What is Big Data?

Big data is a very large collection of structured and unstructured data that is stored and accessed very quickly to facilitate analysis and understanding of business issues. From relational data typically stored in databases to textual data and log files stored in newer structures like columnar data bases, big data includes every bit of information captured by an enterprise.



While big data is typically stored and accessed quickly, it’s not designed to be updated or changed very rapidly. In other words, consider it more of a data lake.

And that lake is growing exponentially. The amount of data available for analysis has exploded with the proliferation of technology and devices. That means companies who capture, store and analyze this data in order to gain business insights have a serious competitive advantage.

What is a Data Science?

In order to properly analyze this wealth of information for your business, you need a data scientist, a strong mathematician or statistician who can create models and apply them to stored data. This means the data scientist needs to know how to set up data stores, access them, structure data and analyze it using sophisticated statistical modeling tools. Deploying these models will reveal new insights to drive the business forward in new ways and this is the crux of Data Science.

Who Needs a Data Scientist?

So why don’t all companies have a team of data scientists? It’s because most don’t even know they need them.
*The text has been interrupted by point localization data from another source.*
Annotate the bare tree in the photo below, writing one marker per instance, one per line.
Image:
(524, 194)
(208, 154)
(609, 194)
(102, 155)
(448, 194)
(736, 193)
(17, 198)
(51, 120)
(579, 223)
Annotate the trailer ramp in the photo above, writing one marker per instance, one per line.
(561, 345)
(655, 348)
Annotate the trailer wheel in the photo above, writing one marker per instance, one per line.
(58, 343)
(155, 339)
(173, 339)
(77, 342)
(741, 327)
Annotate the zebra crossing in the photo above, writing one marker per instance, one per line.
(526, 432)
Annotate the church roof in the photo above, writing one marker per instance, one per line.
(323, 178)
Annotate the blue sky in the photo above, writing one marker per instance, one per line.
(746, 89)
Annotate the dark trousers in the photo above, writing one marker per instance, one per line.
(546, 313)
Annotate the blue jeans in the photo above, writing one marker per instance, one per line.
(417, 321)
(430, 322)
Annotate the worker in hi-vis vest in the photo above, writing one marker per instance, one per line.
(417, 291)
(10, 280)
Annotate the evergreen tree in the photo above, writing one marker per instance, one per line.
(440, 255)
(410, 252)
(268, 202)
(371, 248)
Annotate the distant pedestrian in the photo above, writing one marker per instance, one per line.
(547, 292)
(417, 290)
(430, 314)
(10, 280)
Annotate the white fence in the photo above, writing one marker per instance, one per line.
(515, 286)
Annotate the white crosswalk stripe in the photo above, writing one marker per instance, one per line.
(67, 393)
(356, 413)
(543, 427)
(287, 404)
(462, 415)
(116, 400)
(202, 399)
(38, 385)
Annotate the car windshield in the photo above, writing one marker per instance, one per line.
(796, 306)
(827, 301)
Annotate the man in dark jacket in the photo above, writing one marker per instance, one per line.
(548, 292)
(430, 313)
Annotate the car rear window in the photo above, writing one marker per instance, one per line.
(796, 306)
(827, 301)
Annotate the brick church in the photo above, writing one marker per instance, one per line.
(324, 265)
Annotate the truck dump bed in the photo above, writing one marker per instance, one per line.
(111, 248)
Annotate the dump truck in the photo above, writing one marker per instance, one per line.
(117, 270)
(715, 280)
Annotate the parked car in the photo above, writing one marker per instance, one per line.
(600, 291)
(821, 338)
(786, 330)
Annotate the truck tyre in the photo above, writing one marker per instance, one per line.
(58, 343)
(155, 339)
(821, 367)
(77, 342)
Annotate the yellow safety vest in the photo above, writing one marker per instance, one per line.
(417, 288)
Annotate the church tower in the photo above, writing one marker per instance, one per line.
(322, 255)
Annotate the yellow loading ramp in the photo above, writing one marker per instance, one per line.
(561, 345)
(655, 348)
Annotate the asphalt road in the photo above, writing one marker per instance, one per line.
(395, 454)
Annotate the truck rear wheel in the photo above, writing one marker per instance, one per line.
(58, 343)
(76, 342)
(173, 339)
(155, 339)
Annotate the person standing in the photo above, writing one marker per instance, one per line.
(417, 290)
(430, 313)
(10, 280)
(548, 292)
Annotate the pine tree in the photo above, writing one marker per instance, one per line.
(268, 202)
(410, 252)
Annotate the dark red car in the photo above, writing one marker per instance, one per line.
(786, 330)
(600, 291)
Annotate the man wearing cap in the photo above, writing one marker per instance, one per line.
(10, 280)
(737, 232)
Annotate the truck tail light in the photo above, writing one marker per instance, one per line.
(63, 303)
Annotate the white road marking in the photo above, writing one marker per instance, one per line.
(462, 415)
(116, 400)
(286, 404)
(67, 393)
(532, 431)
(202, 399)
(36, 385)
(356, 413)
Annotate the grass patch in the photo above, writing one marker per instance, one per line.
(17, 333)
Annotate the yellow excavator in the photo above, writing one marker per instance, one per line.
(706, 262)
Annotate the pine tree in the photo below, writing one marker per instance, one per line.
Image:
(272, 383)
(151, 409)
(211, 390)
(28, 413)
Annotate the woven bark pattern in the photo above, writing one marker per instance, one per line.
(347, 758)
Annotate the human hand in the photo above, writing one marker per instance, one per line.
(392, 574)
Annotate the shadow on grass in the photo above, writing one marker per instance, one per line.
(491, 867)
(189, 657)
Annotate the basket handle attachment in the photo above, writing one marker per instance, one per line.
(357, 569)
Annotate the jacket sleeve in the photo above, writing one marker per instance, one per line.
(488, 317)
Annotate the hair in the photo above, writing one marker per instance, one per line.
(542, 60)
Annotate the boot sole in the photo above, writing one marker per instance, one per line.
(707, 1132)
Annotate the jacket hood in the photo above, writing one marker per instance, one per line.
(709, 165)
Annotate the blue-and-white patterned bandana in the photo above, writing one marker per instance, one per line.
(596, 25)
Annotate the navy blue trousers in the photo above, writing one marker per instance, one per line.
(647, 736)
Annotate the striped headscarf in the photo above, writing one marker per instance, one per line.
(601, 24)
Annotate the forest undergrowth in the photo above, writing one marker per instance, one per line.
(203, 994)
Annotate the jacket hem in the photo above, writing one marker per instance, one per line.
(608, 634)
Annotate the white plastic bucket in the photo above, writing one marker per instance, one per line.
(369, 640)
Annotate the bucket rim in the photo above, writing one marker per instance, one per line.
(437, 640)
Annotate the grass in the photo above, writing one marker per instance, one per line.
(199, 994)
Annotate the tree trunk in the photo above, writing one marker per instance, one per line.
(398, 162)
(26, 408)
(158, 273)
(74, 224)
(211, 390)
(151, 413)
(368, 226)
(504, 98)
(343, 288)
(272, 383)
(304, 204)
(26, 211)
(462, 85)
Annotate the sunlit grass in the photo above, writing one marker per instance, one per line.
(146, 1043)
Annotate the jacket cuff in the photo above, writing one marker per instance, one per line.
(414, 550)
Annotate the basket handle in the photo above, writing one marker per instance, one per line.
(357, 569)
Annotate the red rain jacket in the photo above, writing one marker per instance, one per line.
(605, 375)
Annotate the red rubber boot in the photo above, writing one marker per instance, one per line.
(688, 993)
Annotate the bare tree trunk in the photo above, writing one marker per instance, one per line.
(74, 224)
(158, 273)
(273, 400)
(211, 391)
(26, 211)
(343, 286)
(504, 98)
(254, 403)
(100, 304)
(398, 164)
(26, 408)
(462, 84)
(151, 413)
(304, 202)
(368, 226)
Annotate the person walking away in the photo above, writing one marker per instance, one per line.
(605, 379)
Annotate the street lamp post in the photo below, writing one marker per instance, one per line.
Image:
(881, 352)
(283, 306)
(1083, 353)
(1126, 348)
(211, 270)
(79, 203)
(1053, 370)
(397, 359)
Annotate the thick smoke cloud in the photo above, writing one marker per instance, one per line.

Most companies think traditional Business Intelligence (BI) in which data is collected in warehouses, models are created based on business criteria and results are visualized through reports is sufficient. While this is true if your only concern is to answer basic questions like which customers are more profitable, it is not enough to deliver transformative business change like Data Science can.

Data Science takes a different approach than BI in that insights and models are derived from the data through the application of statistical and mathematical techniques by Data Scientists. The data drives the modeling and insights. When you let the data guide you – you are less likely to try to use the data to support wrong predispositions or conclusions.